第24章 繋がること
「蝶ちゃん!?えっ、ちょ…中也君なんで泣かせるようなこと…!?」
「中也さん何言ってんすか!?んなこと言ったら…」
「違ぇよ、何勘違いしてんだ手前ら?阿呆か?阿呆だったな」
阿呆二人にそう返せば、似たような間抜け面でポカンとする。
『なん、で…?なんで、いていいの…?なんで誰も…ダメだって言わないの…っ、?』
「…お前がずっとずっと頑張ってきたからだ」
『!!!』
「あれれ、いいのかい中也それだけで?肝心な言葉が抜けてるけど??」
「っせぇな、俺からは再三言ってるしいつでも言えるからいいんだよ」
俺が顔を背けるとふ、と口元を緩めて、太宰は蝶に微笑みかけてそれを口にした。
「蝶ちゃんも、探偵社やマフィアや…組合相手なんかでも、何かあったら立場とか組織とか関係なく、なんとかしたいと思って動いちゃうでしょう?…それと同じように、皆蝶ちゃんが大好きなだけなのだよ」
『…で、も…そんな私情で……』
「社員全員の意見が一致してるんだ。
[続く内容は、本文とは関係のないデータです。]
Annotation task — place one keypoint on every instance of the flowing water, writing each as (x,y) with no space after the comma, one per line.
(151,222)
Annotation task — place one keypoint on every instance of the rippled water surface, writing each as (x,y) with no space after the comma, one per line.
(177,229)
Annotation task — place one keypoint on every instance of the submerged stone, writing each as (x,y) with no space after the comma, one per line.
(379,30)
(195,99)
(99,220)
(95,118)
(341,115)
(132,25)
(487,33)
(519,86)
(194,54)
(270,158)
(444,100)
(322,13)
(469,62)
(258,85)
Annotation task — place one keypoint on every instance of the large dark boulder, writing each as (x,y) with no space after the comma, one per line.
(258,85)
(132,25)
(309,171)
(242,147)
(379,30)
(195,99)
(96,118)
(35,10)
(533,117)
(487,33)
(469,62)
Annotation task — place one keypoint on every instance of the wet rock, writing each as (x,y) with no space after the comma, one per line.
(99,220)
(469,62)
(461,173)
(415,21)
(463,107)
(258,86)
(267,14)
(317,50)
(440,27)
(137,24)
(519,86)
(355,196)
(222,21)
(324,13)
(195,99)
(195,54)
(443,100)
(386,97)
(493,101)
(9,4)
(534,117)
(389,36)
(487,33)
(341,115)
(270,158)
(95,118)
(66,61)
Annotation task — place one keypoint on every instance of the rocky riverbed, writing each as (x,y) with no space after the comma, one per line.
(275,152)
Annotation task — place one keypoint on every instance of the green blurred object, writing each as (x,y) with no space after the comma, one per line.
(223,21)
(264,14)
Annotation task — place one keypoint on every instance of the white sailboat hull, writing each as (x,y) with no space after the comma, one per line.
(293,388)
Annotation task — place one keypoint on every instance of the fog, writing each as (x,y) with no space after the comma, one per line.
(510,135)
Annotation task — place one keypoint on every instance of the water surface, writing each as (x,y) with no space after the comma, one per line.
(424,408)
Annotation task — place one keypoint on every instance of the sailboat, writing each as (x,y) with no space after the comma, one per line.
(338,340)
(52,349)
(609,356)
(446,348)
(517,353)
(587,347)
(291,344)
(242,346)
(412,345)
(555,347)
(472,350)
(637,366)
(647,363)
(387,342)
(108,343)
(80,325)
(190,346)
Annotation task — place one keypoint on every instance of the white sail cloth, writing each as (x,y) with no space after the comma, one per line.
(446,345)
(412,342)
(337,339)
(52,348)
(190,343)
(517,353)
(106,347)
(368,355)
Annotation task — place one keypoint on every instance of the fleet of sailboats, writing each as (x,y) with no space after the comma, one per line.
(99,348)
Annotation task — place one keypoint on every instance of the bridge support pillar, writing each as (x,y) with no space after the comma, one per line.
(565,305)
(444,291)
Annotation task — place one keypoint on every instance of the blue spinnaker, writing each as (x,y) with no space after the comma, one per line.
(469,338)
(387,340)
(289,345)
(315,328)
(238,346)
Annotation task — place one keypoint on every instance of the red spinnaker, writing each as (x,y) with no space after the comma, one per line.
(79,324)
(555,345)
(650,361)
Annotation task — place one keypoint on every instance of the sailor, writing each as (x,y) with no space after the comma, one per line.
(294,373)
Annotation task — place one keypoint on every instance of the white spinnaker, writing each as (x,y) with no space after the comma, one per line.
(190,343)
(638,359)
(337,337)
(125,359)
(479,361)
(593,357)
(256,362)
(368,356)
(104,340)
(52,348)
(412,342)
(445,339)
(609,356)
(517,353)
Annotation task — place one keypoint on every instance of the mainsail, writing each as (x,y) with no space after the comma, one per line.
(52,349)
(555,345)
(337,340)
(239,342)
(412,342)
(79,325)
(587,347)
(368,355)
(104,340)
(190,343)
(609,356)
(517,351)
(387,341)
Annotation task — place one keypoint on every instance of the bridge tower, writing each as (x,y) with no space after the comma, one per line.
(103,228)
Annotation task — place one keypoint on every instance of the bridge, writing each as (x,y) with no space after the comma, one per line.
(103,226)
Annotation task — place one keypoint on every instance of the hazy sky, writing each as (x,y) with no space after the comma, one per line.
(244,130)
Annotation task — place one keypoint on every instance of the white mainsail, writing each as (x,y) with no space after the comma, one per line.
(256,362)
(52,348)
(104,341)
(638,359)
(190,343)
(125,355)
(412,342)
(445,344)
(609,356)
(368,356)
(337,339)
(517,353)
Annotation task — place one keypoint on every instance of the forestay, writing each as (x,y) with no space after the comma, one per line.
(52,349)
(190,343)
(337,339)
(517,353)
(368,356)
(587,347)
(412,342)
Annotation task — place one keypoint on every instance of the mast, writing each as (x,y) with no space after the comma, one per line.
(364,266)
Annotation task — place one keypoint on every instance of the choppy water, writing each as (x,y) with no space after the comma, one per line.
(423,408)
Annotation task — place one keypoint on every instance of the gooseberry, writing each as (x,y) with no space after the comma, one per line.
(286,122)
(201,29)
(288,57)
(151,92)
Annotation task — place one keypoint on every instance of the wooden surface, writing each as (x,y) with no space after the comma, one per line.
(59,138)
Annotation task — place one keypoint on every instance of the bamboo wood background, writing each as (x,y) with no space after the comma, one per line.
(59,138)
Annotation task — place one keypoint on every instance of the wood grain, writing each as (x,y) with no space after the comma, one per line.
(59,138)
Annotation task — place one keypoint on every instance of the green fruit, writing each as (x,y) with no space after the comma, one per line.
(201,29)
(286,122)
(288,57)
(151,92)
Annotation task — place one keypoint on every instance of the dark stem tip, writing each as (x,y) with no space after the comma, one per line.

最早これは組織の意思そのものだよ…この蛞蝓のところにいにくくなった時でも、誰かに会いたいだけでも、何か手伝いたい気分になっただけでもいい。君の居場所をなくしはしない」
『……いい、のかな…そんなにしてもら、って…ッ』
「それはさっき、中也が言っていただろう?いいんだよ、君ももう甘やかされて…」
結局は俺が言い聞かせていることと同じこと。
やはり誰しも、そう考えている。
だって、彼女は耐えてきたのだから。
誰かに縋ることもろくにできずに、こんな世界に渡ってくるまで生き続けるしかなかったのだから。
やっと我儘を口に出せたのだから。
ソファーについていた左手に小さな手が重ねられ、ありがとうと言われたような気がした。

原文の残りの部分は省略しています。